Authored by nikic on Oct 4 2020, 9:13 AM.

Details

Summary

When performing call slot optimization for a non-local target, we need to check whether there may be throwing calls between the call and the copy. Otherwise, the copy may never be reached.

This was already done for call slot optimization of load/store, but not for memcpys. For the sake of clarity, I'm moving this check into the common optimization function, even if that does need an additional instruction scan for the load/store case.

Diff Detail

Event Timeline

nikic created this revision.Oct 4 2020, 9:13 AM
Herald added a project: Restricted Project. · View Herald TranscriptOct 4 2020, 9:13 AM
nikic requested review of this revision.Oct 4 2020, 9:13 AM
nikic added inline comments.Oct 4 2020, 2:58 PM
llvm/lib/Transforms/Scalar/MemCpyOptimizer.cpp
835

Replying to @efriedma's comment on https://reviews.llvm.org/D88805#inline-824472: I believe checking for throwing instructions rather than guaranteed-to-transfer is correct here, because cpyDest cannot be read between the call and the copy, as a precondition for the call-slot optimization. So even if one of the instructions does not return, an early write to cpyDest will not be observable, with two caveats:

  • The call itself might read cpyDest. We explicitly protect against this below (see the getModRefInfo and callCapturesBefore checks).
  • We might throw and the catching code might read cpyDest. That's what we protect against here.
efriedma added inline comments.Oct 4 2020, 3:28 PM
llvm/lib/Transforms/Scalar/MemCpyOptimizer.cpp
835

The case I'm concerned about is a multithreaded context. Say there's an infinite loop between the call and the write to cpyDest. Then the current thread never touches cpyDest at all, so some other thread could legally use the memory.

If we're sure no other thread can access the memory, ensuring we don't throw/longjmp would be sufficient, for the reasons you describe.

nikic updated this revision to Diff 296284.Oct 5 2020, 1:22 PM

Add more detailed comment and TODO.

nikic added inline comments.Oct 5 2020, 1:30 PM
llvm/lib/Transforms/Scalar/MemCpyOptimizer.cpp
835

I think you are right, and there is nothing that prevents that from happening right now. Unfortunately this also seems like a more significant limitation (not just because of the willreturn requirement, but also because this affects captured allocas, unlike the unwinding case).
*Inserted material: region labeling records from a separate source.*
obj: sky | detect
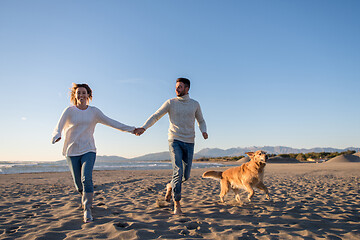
[0,0,360,161]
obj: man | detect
[134,78,208,215]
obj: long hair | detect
[70,83,92,106]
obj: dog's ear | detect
[245,152,254,158]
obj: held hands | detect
[133,128,145,136]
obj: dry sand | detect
[0,163,360,239]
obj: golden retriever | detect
[202,150,270,202]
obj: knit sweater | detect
[52,106,135,156]
[142,94,206,143]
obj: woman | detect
[52,83,135,223]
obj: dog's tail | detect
[203,171,223,180]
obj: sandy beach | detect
[0,163,360,239]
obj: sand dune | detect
[267,156,300,163]
[0,163,360,239]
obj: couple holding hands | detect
[52,78,208,222]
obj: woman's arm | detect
[51,108,69,144]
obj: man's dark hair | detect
[176,78,190,89]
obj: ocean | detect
[0,160,229,174]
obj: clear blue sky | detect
[0,0,360,160]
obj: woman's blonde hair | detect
[70,83,92,106]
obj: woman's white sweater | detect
[52,106,135,156]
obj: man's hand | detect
[134,128,145,136]
[203,132,209,139]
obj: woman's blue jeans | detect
[169,140,194,201]
[66,152,96,193]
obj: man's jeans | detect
[169,140,194,201]
[66,152,96,193]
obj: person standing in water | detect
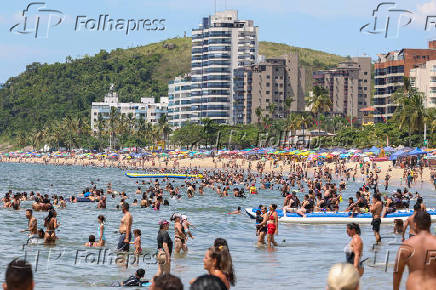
[402,204,421,242]
[369,194,383,244]
[156,220,173,276]
[44,209,60,243]
[393,211,436,290]
[118,202,133,252]
[344,223,364,276]
[171,214,188,254]
[97,215,106,247]
[266,204,279,248]
[24,209,38,238]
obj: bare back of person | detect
[119,212,132,234]
[28,216,38,235]
[404,232,436,290]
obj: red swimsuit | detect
[267,212,276,235]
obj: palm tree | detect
[200,118,216,149]
[285,114,298,147]
[297,113,312,148]
[157,114,172,148]
[108,107,120,149]
[254,106,262,125]
[306,86,332,139]
[392,78,428,142]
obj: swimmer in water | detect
[229,206,241,214]
[44,209,60,243]
[118,202,133,252]
[23,209,38,238]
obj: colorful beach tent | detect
[407,147,428,156]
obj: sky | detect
[0,0,436,83]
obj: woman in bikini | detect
[266,204,279,248]
[44,209,59,243]
[344,223,364,276]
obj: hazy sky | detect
[0,0,436,83]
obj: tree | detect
[392,78,427,145]
[157,114,172,146]
[306,86,332,143]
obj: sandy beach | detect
[0,156,433,184]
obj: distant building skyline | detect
[373,41,436,123]
[0,0,436,83]
[313,57,371,123]
[91,86,169,131]
[191,10,259,124]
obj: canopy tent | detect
[407,147,428,156]
[389,150,407,160]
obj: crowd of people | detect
[2,156,436,290]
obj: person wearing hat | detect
[171,214,188,254]
[121,269,148,287]
[156,220,173,276]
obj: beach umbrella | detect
[407,147,428,156]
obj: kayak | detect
[125,173,203,179]
[245,208,436,224]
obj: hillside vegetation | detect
[0,38,345,138]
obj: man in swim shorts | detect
[370,194,383,244]
[117,202,133,252]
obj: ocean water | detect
[0,164,436,289]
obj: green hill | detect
[0,38,345,136]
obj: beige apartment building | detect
[313,57,371,123]
[233,54,306,124]
[410,60,436,108]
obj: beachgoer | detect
[156,220,173,276]
[171,214,188,254]
[203,245,236,289]
[25,209,38,237]
[370,194,383,244]
[327,264,360,290]
[344,223,364,276]
[121,269,148,287]
[189,275,227,290]
[150,274,183,290]
[97,215,106,247]
[402,204,421,242]
[44,209,60,243]
[393,211,436,290]
[85,235,97,248]
[266,204,279,248]
[3,259,35,290]
[118,202,133,252]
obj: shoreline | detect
[0,157,433,187]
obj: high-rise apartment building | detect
[373,41,436,122]
[233,54,306,124]
[313,57,371,123]
[410,60,436,108]
[168,76,191,127]
[91,88,168,131]
[190,10,258,124]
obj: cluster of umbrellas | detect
[0,146,436,160]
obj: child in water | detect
[132,229,142,255]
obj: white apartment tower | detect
[190,10,258,124]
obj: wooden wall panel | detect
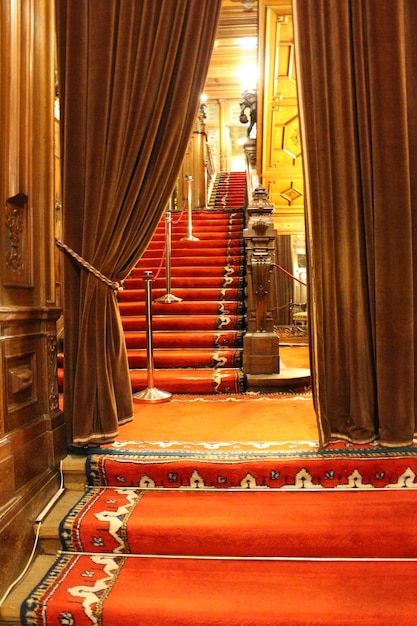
[0,0,66,596]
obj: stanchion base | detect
[155,293,182,304]
[133,387,172,402]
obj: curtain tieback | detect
[55,239,123,291]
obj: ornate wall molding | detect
[3,193,33,287]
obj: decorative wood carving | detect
[3,193,33,287]
[47,333,59,413]
[243,186,279,374]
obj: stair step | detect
[127,347,242,369]
[125,330,243,349]
[0,554,56,626]
[39,490,85,555]
[122,312,245,333]
[119,300,244,317]
[118,286,243,302]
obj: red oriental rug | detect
[21,554,417,626]
[60,487,417,559]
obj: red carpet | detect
[21,555,417,626]
[60,487,417,559]
[119,204,246,394]
[58,172,246,394]
[86,448,417,489]
[21,448,417,626]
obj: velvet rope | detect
[55,239,123,292]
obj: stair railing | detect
[181,176,200,241]
[133,271,172,402]
[243,186,279,374]
[156,198,182,304]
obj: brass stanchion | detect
[181,176,200,241]
[133,272,172,402]
[156,199,182,304]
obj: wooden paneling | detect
[258,0,304,234]
[0,0,66,596]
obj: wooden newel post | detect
[243,186,279,374]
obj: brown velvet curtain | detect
[56,0,221,444]
[293,0,417,447]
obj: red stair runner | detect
[58,172,246,394]
[119,172,246,394]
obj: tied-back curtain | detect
[275,235,294,326]
[56,0,221,445]
[293,0,417,447]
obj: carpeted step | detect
[130,367,247,395]
[137,254,244,266]
[21,546,417,626]
[122,312,246,338]
[142,242,244,255]
[59,195,246,394]
[119,300,244,317]
[125,329,244,349]
[149,228,242,240]
[122,273,245,293]
[118,281,244,302]
[127,346,242,369]
[130,263,245,280]
[86,446,417,494]
[59,487,417,559]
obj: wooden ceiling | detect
[204,0,258,100]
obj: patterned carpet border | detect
[86,449,417,489]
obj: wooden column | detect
[243,187,279,374]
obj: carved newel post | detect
[243,186,279,374]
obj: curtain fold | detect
[275,235,294,326]
[56,0,221,445]
[293,0,417,447]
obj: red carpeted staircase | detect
[119,173,246,394]
[58,172,246,394]
[20,449,417,626]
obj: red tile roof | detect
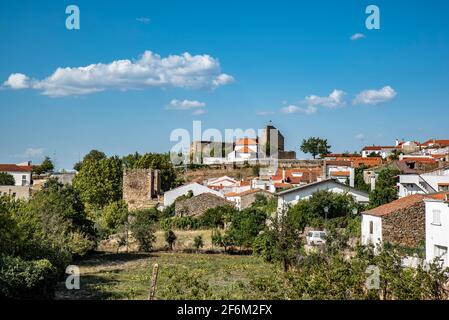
[330,171,349,177]
[363,194,429,217]
[235,138,257,146]
[0,164,33,172]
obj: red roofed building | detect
[0,162,33,186]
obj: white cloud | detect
[136,17,151,24]
[192,109,206,116]
[281,104,318,115]
[350,33,366,41]
[5,51,234,97]
[353,86,397,106]
[3,73,30,89]
[256,110,274,116]
[304,89,346,108]
[25,148,44,158]
[167,99,206,110]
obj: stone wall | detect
[382,201,426,247]
[175,193,233,217]
[123,169,161,211]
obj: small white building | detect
[399,167,449,198]
[277,179,369,212]
[425,192,449,267]
[0,162,33,187]
[164,182,224,207]
[362,146,398,159]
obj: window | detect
[434,246,447,262]
[432,210,441,226]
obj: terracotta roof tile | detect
[363,194,428,217]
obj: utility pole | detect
[148,263,159,300]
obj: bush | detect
[165,230,177,250]
[0,255,57,299]
[102,200,128,232]
[193,236,204,250]
[130,211,155,252]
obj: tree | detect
[253,210,306,272]
[130,211,156,252]
[300,137,331,159]
[226,207,267,248]
[34,157,55,174]
[165,230,177,251]
[73,149,107,171]
[102,200,128,232]
[369,168,400,208]
[0,172,16,186]
[73,157,123,211]
[193,236,204,251]
[123,153,180,191]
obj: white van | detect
[307,231,326,246]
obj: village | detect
[0,122,449,300]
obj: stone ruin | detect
[123,169,161,211]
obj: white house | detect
[277,179,369,212]
[362,146,398,159]
[228,138,259,161]
[0,162,33,187]
[425,192,449,267]
[399,166,449,198]
[361,194,426,247]
[164,182,224,207]
[206,176,238,189]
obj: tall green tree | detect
[34,157,55,174]
[73,157,123,211]
[369,168,400,208]
[73,149,107,171]
[300,137,331,159]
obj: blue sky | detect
[0,0,449,169]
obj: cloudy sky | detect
[0,0,449,169]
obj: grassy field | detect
[56,252,275,300]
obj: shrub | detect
[130,211,155,252]
[102,200,128,232]
[193,236,204,250]
[165,230,177,250]
[0,255,57,299]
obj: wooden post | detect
[148,263,159,300]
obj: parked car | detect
[307,231,326,246]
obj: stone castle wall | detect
[382,201,426,247]
[123,169,161,211]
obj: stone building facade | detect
[362,194,425,248]
[123,169,161,211]
[175,193,233,217]
[382,201,426,247]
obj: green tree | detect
[193,236,204,251]
[73,149,107,171]
[130,210,156,252]
[33,157,55,174]
[226,207,267,248]
[300,137,331,159]
[102,200,128,232]
[73,157,123,211]
[369,168,400,208]
[165,230,177,251]
[0,172,16,186]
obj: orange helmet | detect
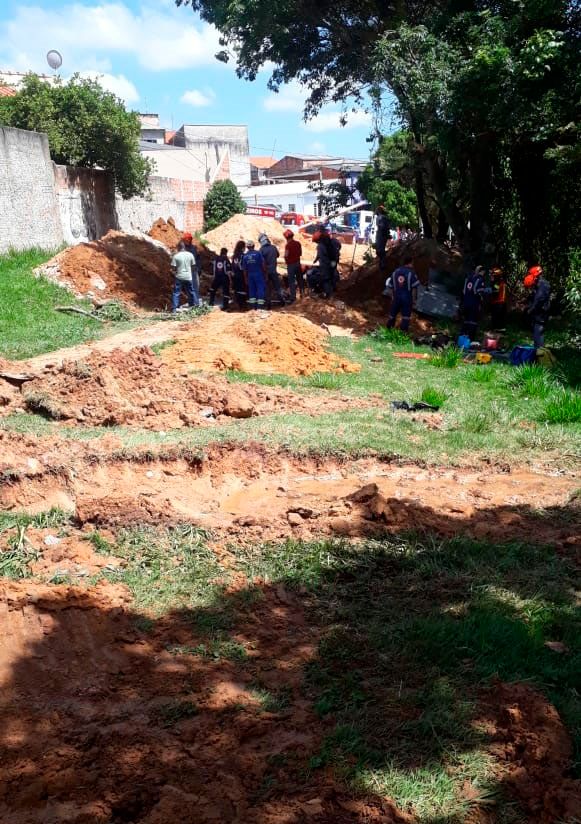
[523,266,543,289]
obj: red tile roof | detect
[250,157,276,169]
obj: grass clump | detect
[541,389,581,423]
[430,346,464,369]
[421,386,448,406]
[507,363,559,398]
[371,326,410,346]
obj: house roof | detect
[250,157,277,169]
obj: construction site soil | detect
[17,347,372,430]
[156,311,360,375]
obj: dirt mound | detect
[203,215,286,254]
[338,238,462,307]
[161,311,360,375]
[147,217,183,251]
[36,230,173,309]
[22,347,368,429]
[486,683,581,824]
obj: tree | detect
[0,74,153,198]
[204,180,246,231]
[176,0,581,294]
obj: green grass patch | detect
[541,389,581,423]
[0,249,120,360]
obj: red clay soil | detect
[147,217,183,252]
[21,346,372,430]
[481,682,581,824]
[0,581,411,824]
[161,311,360,375]
[0,432,581,558]
[37,230,173,309]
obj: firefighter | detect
[283,229,305,303]
[461,266,485,340]
[385,255,420,332]
[242,240,266,309]
[490,266,506,331]
[210,248,232,312]
[524,266,551,349]
[232,240,248,309]
[374,204,389,272]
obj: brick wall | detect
[0,128,64,252]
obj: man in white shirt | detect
[171,240,200,312]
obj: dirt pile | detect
[36,230,173,309]
[485,683,581,824]
[161,311,360,375]
[338,238,462,307]
[203,215,286,255]
[22,347,368,429]
[147,217,183,252]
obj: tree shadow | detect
[0,501,581,824]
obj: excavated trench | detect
[0,438,579,546]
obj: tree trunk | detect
[436,207,449,243]
[414,169,434,240]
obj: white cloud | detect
[79,71,139,103]
[180,89,216,107]
[302,110,371,132]
[262,83,308,112]
[0,0,220,74]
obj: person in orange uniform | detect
[490,266,506,330]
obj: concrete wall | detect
[0,128,64,252]
[0,128,214,252]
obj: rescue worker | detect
[490,266,506,330]
[182,232,201,280]
[461,266,485,340]
[283,229,305,303]
[375,204,389,272]
[385,255,420,332]
[171,240,200,312]
[524,266,551,349]
[242,245,266,309]
[313,226,336,298]
[258,233,284,309]
[232,245,248,309]
[331,237,341,292]
[209,248,232,312]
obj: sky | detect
[0,0,386,159]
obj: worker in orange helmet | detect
[524,266,551,349]
[490,266,506,330]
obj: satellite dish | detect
[46,49,63,71]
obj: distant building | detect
[139,112,166,144]
[250,157,276,186]
[172,124,250,186]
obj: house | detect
[250,157,276,186]
[172,124,250,186]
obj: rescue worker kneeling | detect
[385,256,420,332]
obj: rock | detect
[346,483,379,504]
[224,389,255,418]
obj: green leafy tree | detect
[0,74,153,198]
[204,180,246,231]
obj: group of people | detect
[384,255,551,349]
[171,226,341,312]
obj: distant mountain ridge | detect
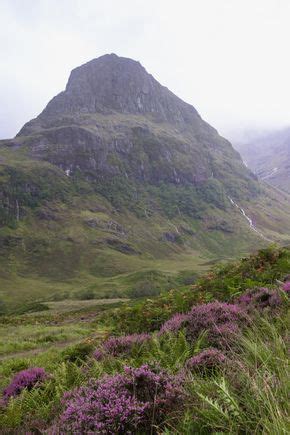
[0,54,290,308]
[236,127,290,193]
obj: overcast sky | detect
[0,0,290,138]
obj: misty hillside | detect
[0,54,290,314]
[234,128,290,193]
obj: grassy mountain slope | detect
[0,55,290,309]
[236,128,290,193]
[0,248,290,434]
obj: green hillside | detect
[0,55,290,311]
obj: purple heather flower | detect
[3,367,48,403]
[55,365,182,434]
[282,281,290,295]
[94,333,151,361]
[158,313,188,335]
[186,302,247,347]
[186,348,227,373]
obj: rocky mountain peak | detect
[40,54,199,123]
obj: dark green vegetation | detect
[0,247,290,435]
[0,55,290,313]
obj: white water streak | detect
[228,196,272,242]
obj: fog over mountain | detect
[0,0,290,139]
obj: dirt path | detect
[0,333,106,362]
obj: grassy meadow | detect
[0,247,290,435]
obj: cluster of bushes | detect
[0,247,290,434]
[102,247,290,335]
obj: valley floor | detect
[0,247,290,435]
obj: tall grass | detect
[172,319,290,435]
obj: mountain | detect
[0,54,290,305]
[236,128,290,193]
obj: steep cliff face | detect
[0,54,290,310]
[16,54,258,197]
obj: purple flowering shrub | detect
[3,367,48,403]
[186,302,247,347]
[236,286,282,310]
[94,333,151,361]
[186,348,227,373]
[158,313,188,335]
[282,281,290,296]
[58,365,182,434]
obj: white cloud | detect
[0,0,290,138]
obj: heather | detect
[0,248,290,435]
[186,348,227,373]
[94,334,150,360]
[3,367,48,402]
[58,365,182,434]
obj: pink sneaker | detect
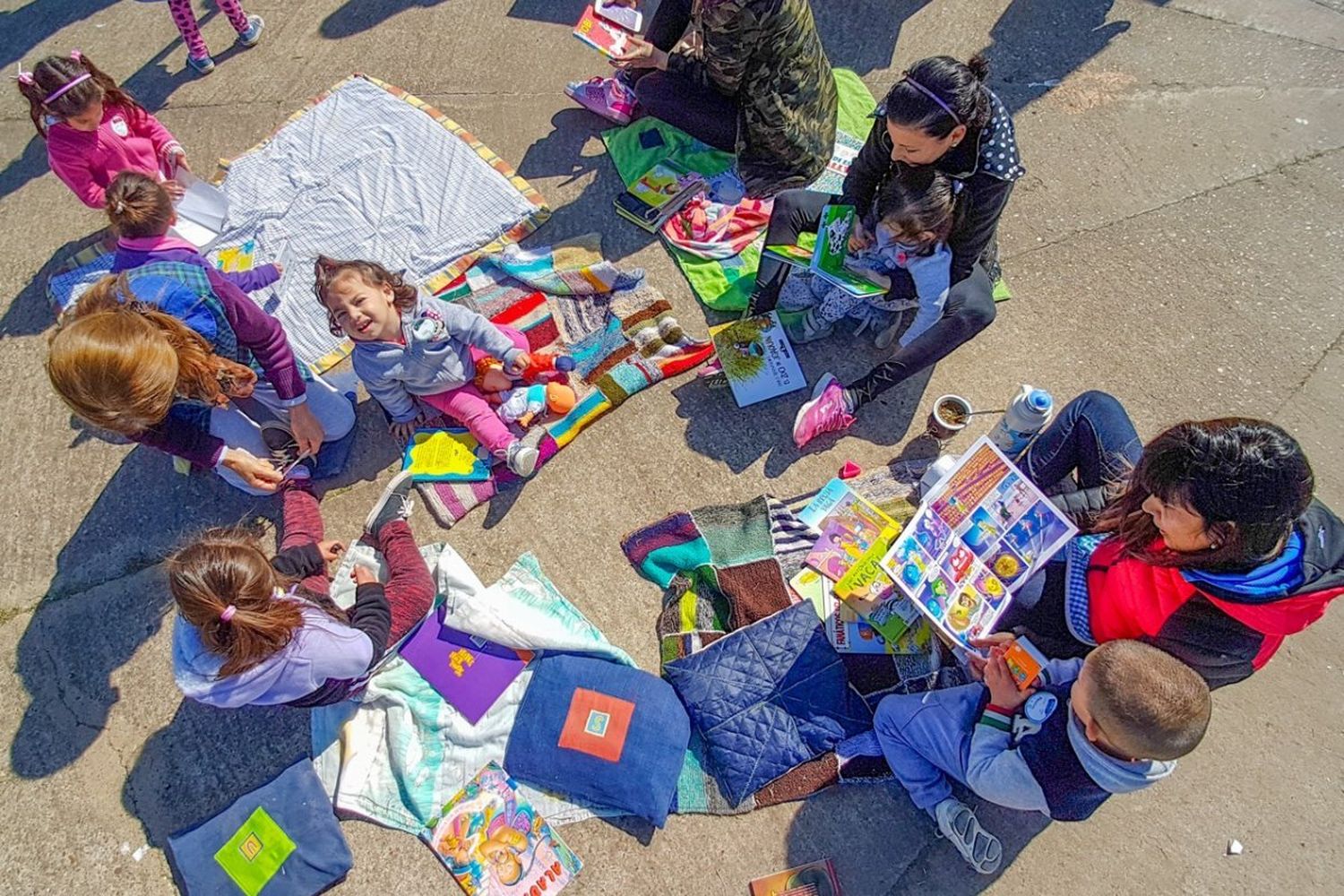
[564,78,634,125]
[793,374,854,449]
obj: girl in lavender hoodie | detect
[168,471,435,708]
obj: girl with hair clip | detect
[107,170,284,301]
[749,56,1026,447]
[47,273,355,495]
[314,255,540,478]
[983,392,1344,688]
[18,49,191,208]
[168,473,435,708]
[780,169,954,348]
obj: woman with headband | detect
[769,56,1026,447]
[18,49,190,208]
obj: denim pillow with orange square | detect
[504,654,691,828]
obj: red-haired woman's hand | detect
[317,538,346,563]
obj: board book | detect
[401,606,532,726]
[402,428,491,482]
[750,858,841,896]
[615,159,704,234]
[789,567,929,654]
[882,436,1078,650]
[710,312,808,407]
[763,205,892,298]
[806,490,900,582]
[574,4,631,59]
[835,525,919,643]
[421,762,583,896]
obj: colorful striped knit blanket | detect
[421,234,714,528]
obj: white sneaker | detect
[504,439,542,479]
[933,797,1004,874]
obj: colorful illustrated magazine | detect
[710,312,808,407]
[750,858,841,896]
[882,436,1078,650]
[1004,637,1046,691]
[835,527,921,643]
[593,0,644,30]
[763,205,892,298]
[574,5,631,59]
[806,490,900,582]
[421,762,583,896]
[402,428,491,482]
[401,607,532,726]
[798,477,852,532]
[615,159,704,234]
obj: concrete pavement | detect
[0,0,1344,896]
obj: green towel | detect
[602,68,878,312]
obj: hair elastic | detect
[42,71,93,106]
[903,73,961,125]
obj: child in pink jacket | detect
[19,49,190,208]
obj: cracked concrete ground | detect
[0,0,1344,896]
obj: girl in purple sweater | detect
[47,175,355,495]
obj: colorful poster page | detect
[882,436,1078,649]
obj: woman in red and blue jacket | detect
[999,392,1344,688]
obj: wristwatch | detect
[1012,691,1059,743]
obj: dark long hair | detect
[19,49,140,138]
[882,54,991,138]
[1097,417,1316,571]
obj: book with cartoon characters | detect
[762,205,892,298]
[710,312,808,407]
[574,4,631,59]
[882,436,1078,649]
[806,490,900,582]
[421,762,583,896]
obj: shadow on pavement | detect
[317,0,449,40]
[10,401,397,779]
[121,700,309,849]
[785,783,1050,896]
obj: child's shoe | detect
[365,470,416,541]
[564,78,634,125]
[504,439,542,479]
[261,422,317,478]
[238,16,266,47]
[793,374,854,449]
[933,797,1004,874]
[784,309,836,345]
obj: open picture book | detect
[763,205,892,298]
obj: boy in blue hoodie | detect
[874,634,1211,874]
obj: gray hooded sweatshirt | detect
[351,291,523,423]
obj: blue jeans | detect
[873,684,986,815]
[995,391,1144,642]
[1018,390,1144,489]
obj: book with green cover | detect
[763,205,892,298]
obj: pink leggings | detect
[168,0,247,59]
[421,323,527,457]
[280,487,435,646]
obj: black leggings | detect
[625,0,738,151]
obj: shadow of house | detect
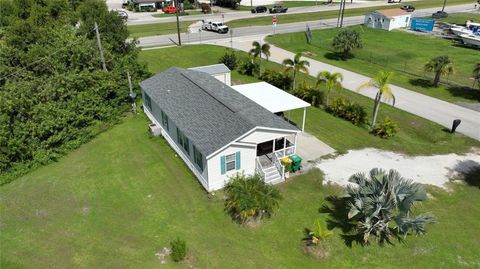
[453,160,480,188]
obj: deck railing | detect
[255,157,265,180]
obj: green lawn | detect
[439,13,480,24]
[140,45,480,155]
[227,0,473,28]
[127,21,195,38]
[267,26,480,102]
[0,111,480,269]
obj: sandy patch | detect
[316,148,480,188]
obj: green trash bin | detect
[290,154,302,172]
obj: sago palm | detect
[282,52,310,91]
[358,71,395,128]
[472,63,480,89]
[345,168,434,243]
[248,41,270,71]
[424,55,453,87]
[316,71,343,107]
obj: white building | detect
[140,65,310,191]
[364,8,411,31]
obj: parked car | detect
[400,5,415,12]
[268,6,288,13]
[202,21,228,34]
[115,10,128,22]
[162,6,177,14]
[252,6,267,13]
[432,10,448,19]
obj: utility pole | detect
[127,71,137,114]
[95,22,108,72]
[442,0,447,11]
[175,0,182,46]
[340,0,347,28]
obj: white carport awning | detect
[232,81,310,113]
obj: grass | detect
[227,0,473,28]
[267,26,480,102]
[127,21,195,38]
[0,112,480,269]
[140,45,480,155]
[439,13,480,25]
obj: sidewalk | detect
[210,36,480,140]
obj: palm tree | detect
[345,168,434,243]
[282,52,310,91]
[248,41,270,71]
[316,71,343,107]
[424,55,453,87]
[358,71,395,128]
[225,174,282,224]
[472,63,480,89]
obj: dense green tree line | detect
[0,0,148,184]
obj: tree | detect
[248,41,270,73]
[358,71,395,128]
[472,63,480,89]
[424,55,453,87]
[225,174,282,224]
[332,29,363,59]
[345,168,434,243]
[282,52,310,91]
[316,71,343,107]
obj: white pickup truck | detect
[202,21,228,34]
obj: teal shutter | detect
[220,156,227,175]
[235,151,240,170]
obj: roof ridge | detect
[180,69,237,113]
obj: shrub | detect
[258,69,293,91]
[170,237,187,262]
[372,117,398,138]
[200,3,212,14]
[344,168,434,243]
[218,49,237,70]
[238,60,260,76]
[225,174,282,224]
[326,98,367,125]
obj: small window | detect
[225,153,235,172]
[144,93,152,111]
[162,111,170,131]
[177,128,190,155]
[193,146,203,171]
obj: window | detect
[162,111,170,131]
[177,128,190,155]
[220,151,240,175]
[225,153,235,172]
[144,93,152,111]
[193,146,203,171]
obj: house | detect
[140,67,309,191]
[364,8,411,31]
[190,64,232,86]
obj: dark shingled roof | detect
[140,67,298,156]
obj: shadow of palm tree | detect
[453,160,480,188]
[319,195,365,247]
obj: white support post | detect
[293,133,298,154]
[302,107,307,132]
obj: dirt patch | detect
[317,148,480,189]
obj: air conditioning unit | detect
[148,123,162,136]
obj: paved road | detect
[122,0,414,25]
[139,4,473,47]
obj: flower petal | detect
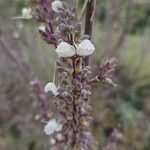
[56,42,75,58]
[44,82,58,96]
[52,0,62,12]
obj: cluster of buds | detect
[13,0,116,150]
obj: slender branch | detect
[0,39,49,119]
[83,0,96,66]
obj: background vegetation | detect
[0,0,150,150]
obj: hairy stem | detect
[83,0,96,66]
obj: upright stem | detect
[83,0,96,66]
[72,58,77,148]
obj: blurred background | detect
[0,0,150,150]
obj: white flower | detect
[52,0,62,12]
[39,25,45,32]
[22,8,32,19]
[44,82,58,96]
[44,119,62,135]
[56,42,75,57]
[50,138,56,145]
[77,40,95,56]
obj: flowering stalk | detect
[13,0,116,150]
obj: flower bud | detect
[22,8,32,19]
[77,40,95,56]
[56,42,75,58]
[52,0,62,12]
[44,82,59,96]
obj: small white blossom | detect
[44,82,58,96]
[39,25,45,32]
[77,40,95,56]
[56,42,75,58]
[50,138,56,145]
[44,119,62,135]
[52,0,62,12]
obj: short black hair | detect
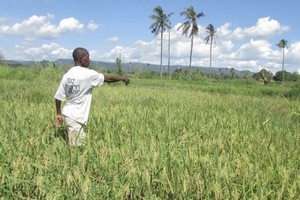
[73,47,88,61]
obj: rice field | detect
[0,67,300,199]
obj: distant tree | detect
[0,51,5,64]
[168,19,172,76]
[150,6,173,78]
[116,57,123,75]
[276,39,288,85]
[253,69,273,84]
[178,6,205,76]
[273,71,300,81]
[204,24,217,77]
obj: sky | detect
[0,0,300,74]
For now I've added a more extensive comment listing the different cases and marked this part as a TODO.

efriedma accepted this revision.Oct 5 2020, 6:05 PM

LGTM; this seems like a step in the right direction in any case.

This revision is now accepted and ready to land.Oct 5 2020, 6:05 PM
jdoerfert added inline comments.
llvm/lib/Transforms/Scalar/MemCpyOptimizer.cpp
847

You could use the fn attributes to avoid this loop all together. nounwind should imply this just fine.